The anxiety disorders classification is based on the primary focus or stimulus that triggers the anxiety or physiological arousal. Generalized anxiety disorder  is not related to any particular stimulus and can be diagnosed as co-occurring with depressive disorders. Hierarchical exclusion rules have been eliminated to permit comorbid diagnosis. A qualifier for panic attacks can be combined with other anxiety and depressive disorders.

Separation anxiety disorder and selective mutism have been added to the  anxiety disorders section. Separation anxiety is most  commonly focused on a romantic  partner or child.


ICD 11 versus DSM 5

In a recent review Dan Stein remarks on some of the strengths of ICD-11. Unlike DSM , ICD material is available without cost allowing international adoption:

“ICD constructs are user-friendly and better suited for adoption by non-specialists in primary care settings across the world. From the perspective of global mental health, ICD-11 clearly represents the most viable solution for mental health practice and research in diverse settings across countries. The fact that ICD-11 is founded on a rigorous and global evidence base contributes to the confidence with which it can be endorsed” (2).

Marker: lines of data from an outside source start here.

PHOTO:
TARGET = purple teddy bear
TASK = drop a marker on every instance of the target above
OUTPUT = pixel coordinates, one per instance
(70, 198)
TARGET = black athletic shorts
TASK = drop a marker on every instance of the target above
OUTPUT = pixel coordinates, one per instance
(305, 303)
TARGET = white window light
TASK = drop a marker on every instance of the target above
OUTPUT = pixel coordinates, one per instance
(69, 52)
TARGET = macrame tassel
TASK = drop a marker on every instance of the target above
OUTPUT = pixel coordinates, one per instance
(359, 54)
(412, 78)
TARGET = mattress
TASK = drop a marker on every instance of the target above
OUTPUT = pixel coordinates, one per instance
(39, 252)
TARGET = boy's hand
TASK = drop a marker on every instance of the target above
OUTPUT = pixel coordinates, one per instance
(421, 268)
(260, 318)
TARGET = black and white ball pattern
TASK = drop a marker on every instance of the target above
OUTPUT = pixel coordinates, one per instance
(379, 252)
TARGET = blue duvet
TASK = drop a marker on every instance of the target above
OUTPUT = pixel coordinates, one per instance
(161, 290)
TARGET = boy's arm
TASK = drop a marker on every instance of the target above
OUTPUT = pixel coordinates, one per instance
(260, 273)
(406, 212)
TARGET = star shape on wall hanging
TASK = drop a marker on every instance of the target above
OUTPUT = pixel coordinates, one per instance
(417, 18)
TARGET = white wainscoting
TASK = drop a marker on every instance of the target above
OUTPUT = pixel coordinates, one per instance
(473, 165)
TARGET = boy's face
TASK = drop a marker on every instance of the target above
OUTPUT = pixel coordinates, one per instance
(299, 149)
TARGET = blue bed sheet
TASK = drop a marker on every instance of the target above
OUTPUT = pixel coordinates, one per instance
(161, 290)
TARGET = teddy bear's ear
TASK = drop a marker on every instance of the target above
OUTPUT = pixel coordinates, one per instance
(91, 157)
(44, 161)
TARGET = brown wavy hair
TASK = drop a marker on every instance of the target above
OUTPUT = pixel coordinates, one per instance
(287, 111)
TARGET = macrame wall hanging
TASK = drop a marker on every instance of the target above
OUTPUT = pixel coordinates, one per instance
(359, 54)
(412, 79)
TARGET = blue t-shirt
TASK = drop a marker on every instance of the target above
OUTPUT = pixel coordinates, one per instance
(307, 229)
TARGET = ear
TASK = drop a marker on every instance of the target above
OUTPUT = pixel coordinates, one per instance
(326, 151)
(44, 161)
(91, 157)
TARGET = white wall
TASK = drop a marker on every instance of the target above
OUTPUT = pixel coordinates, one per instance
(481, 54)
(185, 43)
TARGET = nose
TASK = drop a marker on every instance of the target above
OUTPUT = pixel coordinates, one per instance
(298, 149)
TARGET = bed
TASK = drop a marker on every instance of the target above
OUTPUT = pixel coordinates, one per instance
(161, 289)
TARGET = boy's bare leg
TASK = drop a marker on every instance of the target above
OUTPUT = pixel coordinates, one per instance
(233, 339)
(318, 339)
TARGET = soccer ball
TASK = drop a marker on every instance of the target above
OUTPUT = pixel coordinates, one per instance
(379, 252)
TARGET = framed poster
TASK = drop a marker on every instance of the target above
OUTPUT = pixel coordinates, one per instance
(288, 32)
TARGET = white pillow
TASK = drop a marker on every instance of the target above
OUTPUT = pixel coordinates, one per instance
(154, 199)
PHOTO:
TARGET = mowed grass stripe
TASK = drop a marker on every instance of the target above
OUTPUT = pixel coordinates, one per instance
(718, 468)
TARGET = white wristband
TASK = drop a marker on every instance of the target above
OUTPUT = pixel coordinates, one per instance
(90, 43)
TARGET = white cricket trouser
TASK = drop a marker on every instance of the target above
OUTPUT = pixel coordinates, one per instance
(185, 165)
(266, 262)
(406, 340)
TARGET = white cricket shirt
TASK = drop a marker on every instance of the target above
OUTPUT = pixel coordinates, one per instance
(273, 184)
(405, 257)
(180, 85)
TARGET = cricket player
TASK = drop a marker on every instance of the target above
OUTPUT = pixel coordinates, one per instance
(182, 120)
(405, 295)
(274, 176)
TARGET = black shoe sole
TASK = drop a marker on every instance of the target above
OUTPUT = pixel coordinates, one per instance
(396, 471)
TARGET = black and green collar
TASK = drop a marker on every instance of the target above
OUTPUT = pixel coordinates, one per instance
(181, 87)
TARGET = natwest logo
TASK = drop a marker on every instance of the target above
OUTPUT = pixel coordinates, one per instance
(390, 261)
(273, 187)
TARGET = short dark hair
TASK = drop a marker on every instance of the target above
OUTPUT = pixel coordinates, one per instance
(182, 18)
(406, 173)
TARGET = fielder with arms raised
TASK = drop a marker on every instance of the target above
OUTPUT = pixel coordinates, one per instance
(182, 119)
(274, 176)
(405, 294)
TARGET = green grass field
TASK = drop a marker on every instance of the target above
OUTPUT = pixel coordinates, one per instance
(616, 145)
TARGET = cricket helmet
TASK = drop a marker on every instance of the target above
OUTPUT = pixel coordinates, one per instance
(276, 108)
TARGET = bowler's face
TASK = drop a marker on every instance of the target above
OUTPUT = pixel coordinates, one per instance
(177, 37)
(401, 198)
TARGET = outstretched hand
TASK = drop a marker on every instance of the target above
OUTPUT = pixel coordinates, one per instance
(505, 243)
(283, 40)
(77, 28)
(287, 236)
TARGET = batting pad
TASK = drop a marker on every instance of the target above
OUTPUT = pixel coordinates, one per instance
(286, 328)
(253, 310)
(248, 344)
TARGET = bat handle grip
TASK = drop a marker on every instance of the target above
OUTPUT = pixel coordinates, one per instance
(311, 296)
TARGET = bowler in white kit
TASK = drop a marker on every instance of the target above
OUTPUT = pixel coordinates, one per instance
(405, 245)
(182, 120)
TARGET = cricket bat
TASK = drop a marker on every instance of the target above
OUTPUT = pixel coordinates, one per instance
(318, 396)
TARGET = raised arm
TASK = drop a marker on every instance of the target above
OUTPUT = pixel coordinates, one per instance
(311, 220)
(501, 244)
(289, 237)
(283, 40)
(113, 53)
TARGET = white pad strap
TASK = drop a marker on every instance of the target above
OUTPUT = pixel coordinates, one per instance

The DSM process has been subject to criticism because of competing influences and its primary focus on the US health context (3,4). This is an issue requiring further discussion by professional organizations, educators, researchers and health care services.




  1. Reed GM , Michael B. First MB, Kogan CS. Innovations and changes in the ICD-11 classification of mental, behavioural and neurodevelopmental disorders. World Psychiatry 18:1, 2019, 3-19.
  2. Stein DJ. Global mental health and psychiatric nosology: DSM-5, ICD-11, and RDoC. Braz. J. Psychiatry vol.41 no.1 São Paulo Jan./Feb. 2019 Epub Jan 17, 2019



3. Widiger TA. Changes in the Conceptualization of Personality Disorder: The DSM-5 Debacle.              Clin Soc Work J (2013) 41:163–167.


  1. Skodol AE. Personality disorder classification: stuck in neutral, how to move forward? Curr Psychiatr Rep. 2014; 16:480.